Insomma, si capisce che quando dalla filosofia si passa al piano delle scienze, le faccende diventano subito estremamente più semplici nella loro teoria e pratica, per quanto sia a volte estremamente difficile poter approntare gli strumenti per tali attività.
In questo senso, Popper ci diceva che la psicoanalisi è un sistema logico, rigoroso ma non scientifico, proprio perché le formulazioni non sono falsificabili non in pratica, ma in partenza. Pertanto un sistema di indagine, deve basarsi su un costrutto per quanto complesso ma in grado di lasciar liberi di trovare almeno una sola condizione che al suo verificarsi lo faccia cadere per intero.
Rawls; l’ho letto molto e con estremo piacere, ma devo dire che per le tematiche su cui edifica il suo discorso, non lo considero un filosofo a tutto tondo, quanto un egregio produttore di pensiero estremamente robusto, ma applicato alla materia politica e sociale. La sua Legge, nota come “del secchio bucato”, ha costituito un must applicato e recepito in ambito politico, ma non ha molto a che fare con le teorizzazioni tipiche del discorso filosofico. Popper, che di filosofia politica si è assai occupato, non avrebbe mai tirato fuori un tema così specifico come quello trattato da Rawls.
Per questo, Concordo che Rawls non faccia parte del discorso filosofico in senso stretto, a differenza di Heidegger e di Popper.

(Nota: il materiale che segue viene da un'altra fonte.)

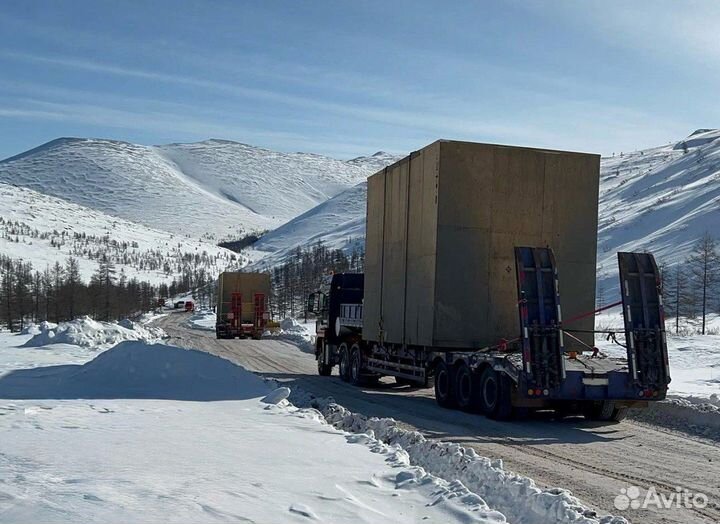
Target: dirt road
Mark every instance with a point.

A proposito, ricordo sempre l’articolo sulla Tv, tradotto da Reset, molti anni fa: la sua collocazione fu da tutti noi letta in chiave anti Berlusca, quando Popper forse, manco sapeva chi era il Cav. Questo rende Popper un filosofo, proprio perché non deve affrontare aspetti tecnici e pratici, ma ragionare su un sistema supposto preesistente, e comunque totalmente sganciato dal contingente.